Though each listener is bound to have their own interpretation of the stories presented in Disaster Trick, track eight—‘Curtain’—comes across to me as an interesting approach to the concept of suicide. While usually a sensitive and tentatively approached topic of discussion, ‘Curtain’ depicts the anger felt by outside parties when someone elects to take their own life. “You wave that goodbye and they close the black curtain on you//when I find the words you’ll have closed the black curtain on me, too.” The song confronts the often-overlooked effect that suicide can have on one’s loved ones. It begs the question: “Could we split this tear in two?” Could the ultimate decision be negated by opening up to those around you, rather than keeping everything to yourself? By opening up to those around you, rather than keeping everything to yourself?

‘Death Spiral’, however, challenges this optimistic idea of sharing being caring. Driven by the power of bassist John Margaris, track nine views the concept of marriage from an outside perspective, rather cynically declaring a marriage pact as a downward spiral ‘til death do them part.

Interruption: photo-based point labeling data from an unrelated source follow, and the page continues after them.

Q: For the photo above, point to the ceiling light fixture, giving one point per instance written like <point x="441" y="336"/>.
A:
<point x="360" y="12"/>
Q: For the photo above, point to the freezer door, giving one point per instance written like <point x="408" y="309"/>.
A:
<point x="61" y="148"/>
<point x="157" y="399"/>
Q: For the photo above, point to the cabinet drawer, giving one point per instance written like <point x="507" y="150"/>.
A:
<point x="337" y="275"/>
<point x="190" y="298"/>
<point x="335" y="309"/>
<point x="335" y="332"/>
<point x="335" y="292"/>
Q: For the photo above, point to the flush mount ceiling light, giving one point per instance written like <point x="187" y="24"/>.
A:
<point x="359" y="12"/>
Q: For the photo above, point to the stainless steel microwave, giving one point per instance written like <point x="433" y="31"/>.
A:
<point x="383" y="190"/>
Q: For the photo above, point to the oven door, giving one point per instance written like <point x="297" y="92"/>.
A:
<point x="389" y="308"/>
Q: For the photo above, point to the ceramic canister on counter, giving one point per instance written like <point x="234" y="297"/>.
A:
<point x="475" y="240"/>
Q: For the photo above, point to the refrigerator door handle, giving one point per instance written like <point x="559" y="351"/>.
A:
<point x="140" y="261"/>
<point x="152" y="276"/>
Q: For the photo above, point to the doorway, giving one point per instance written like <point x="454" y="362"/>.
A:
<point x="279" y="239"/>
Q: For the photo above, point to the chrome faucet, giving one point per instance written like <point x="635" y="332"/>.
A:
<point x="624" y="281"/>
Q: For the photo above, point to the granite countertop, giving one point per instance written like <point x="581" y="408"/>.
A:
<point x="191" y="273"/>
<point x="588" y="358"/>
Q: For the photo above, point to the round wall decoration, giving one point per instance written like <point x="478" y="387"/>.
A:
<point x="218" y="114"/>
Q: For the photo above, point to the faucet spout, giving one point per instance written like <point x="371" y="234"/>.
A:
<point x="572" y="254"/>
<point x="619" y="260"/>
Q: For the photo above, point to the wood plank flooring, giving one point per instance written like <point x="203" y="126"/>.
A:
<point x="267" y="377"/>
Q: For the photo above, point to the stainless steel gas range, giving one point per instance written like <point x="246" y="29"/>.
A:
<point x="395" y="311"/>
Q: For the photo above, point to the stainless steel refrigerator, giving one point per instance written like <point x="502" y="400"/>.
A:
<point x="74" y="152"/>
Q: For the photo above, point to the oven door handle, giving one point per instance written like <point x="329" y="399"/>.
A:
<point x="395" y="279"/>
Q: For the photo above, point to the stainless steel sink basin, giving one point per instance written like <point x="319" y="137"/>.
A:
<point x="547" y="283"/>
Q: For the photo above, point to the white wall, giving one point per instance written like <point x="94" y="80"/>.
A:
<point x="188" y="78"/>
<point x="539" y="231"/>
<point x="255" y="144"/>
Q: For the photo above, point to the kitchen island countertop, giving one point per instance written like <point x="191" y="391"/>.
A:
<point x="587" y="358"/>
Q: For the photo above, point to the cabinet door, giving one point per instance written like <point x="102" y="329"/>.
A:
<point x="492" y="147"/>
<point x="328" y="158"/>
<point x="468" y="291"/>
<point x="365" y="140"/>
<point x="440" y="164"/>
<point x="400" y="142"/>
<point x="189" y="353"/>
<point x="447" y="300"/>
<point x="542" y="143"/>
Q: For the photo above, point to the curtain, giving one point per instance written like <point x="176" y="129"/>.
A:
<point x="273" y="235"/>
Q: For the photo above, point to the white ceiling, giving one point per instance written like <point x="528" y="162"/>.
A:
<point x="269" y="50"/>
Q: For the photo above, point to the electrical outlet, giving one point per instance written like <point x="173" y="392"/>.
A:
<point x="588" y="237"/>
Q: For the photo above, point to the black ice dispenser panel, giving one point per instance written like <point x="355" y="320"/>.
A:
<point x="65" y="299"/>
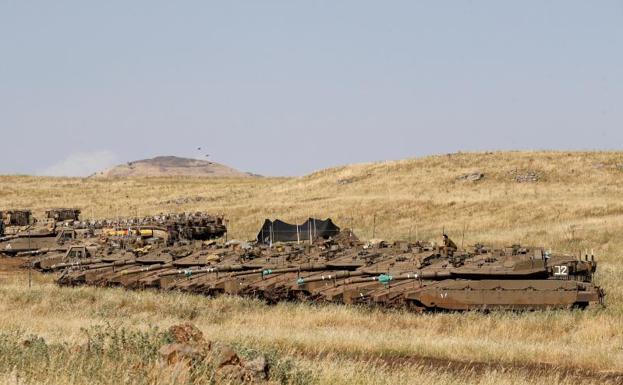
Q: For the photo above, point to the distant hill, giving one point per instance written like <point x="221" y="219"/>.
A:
<point x="172" y="166"/>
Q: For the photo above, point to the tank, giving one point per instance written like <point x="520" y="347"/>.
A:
<point x="62" y="227"/>
<point x="416" y="276"/>
<point x="63" y="214"/>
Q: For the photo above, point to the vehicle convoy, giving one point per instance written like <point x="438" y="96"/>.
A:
<point x="341" y="269"/>
<point x="62" y="228"/>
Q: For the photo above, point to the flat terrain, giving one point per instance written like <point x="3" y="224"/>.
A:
<point x="569" y="201"/>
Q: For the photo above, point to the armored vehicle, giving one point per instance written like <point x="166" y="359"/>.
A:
<point x="63" y="214"/>
<point x="417" y="276"/>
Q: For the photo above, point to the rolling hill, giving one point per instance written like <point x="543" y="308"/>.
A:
<point x="171" y="166"/>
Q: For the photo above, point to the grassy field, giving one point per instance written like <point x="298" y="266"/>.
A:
<point x="574" y="206"/>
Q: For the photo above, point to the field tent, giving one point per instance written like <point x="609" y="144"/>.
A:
<point x="279" y="231"/>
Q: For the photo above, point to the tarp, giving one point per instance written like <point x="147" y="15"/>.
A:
<point x="280" y="231"/>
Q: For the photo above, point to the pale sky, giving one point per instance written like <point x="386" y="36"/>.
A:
<point x="289" y="87"/>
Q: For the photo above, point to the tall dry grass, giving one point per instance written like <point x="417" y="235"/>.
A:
<point x="576" y="205"/>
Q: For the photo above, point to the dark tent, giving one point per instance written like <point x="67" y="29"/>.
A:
<point x="279" y="231"/>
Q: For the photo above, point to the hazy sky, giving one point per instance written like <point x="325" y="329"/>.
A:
<point x="288" y="87"/>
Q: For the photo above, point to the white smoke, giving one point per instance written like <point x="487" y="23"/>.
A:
<point x="81" y="164"/>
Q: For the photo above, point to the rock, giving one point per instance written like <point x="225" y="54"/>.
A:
<point x="186" y="333"/>
<point x="259" y="366"/>
<point x="172" y="354"/>
<point x="472" y="176"/>
<point x="224" y="355"/>
<point x="524" y="176"/>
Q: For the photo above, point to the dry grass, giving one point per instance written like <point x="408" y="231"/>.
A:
<point x="576" y="205"/>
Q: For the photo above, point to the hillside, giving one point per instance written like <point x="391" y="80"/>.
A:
<point x="570" y="201"/>
<point x="540" y="197"/>
<point x="171" y="166"/>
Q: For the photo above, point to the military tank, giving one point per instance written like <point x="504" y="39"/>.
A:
<point x="417" y="276"/>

If there was one thing to be said about this album, it’d be that nothing is safe from Horse Jumper of Love’s critical pessimism. 

This pessimism can be self-critical, too, of course—especially in regards to track ten, the previously-released single ‘Gates of Heaven’. As Dimitri Giannopoulos himself said;

“Gates of Heaven is an old song I had been sitting on since 2015; I wrote it after a painful breakup and also after someone close to me had died. It was a soothing nostalgic melody that I played to help distract myself. When you’re young you think love is everything, but I think I was too immature to know what love or death meant. My persecution complex shows strong…I was trying to understand why these things were happening to me instead of trying to understand the pain those close to me were going through.”

Having heard Giannopoulos’ own thoughts on the song, it’s not an easy thing to miss. There is certainly something quite self-centred about the message; “The gates of heaven are always closing up on me.” It seems in some sense to me that ‘Gates of Heaven’ reflects the same attitude that ‘Curtain’ criticises—a focus on the self, “instead of trying to understand the pain those close to [oneself] were going through.”

Disaster Trick’s final track, ‘Nude Descending’, has got to be one of the more upbeat tracks on the album. It’s certainly the most experimental, branching out more into a classic indie-rock sound that fans of the genre will adore. The story that ‘Nude Descending’ presents is less one of failure or despair, instead offering a hesitant hope for a future. It brings us back to the concepts explored in ‘Today’s Iconoclast’—this idea of destroying previous beliefs in order to make way for something new and exciting. While Giannopoulos’ narrative voice repeatedly asserts the statement “You know I can’t spend the night”, trying to hold onto his casual attitude and stony-faced façade, ‘Nude Descending’ offers a tentative possibility of something more with its sudden tempo change and assertive bridge:

“Last night you were in my dreams

Well, you know what that means.”

It’s not all doom and gloom, see?

The fourth album now to have been released by Horse Jumper of Love under Run For Cover Records, Disaster Trick takes you on a journey, revisiting all the tensest moments in your life and forcing you to look back on them with a clear mind. It’s a stunning reflection of what time and maturity can do to your personal outlook. Horse Jumper of Love have absolutely smashed it with this one, and I look forward to seeing what they do n.ext


Disaster Trick from Horse Jumper of Love is out 16 August on Run For Cover Records and available on all good streaming platforms. This autumn, you can catch Horse Jumper of Love on their North American and European tours.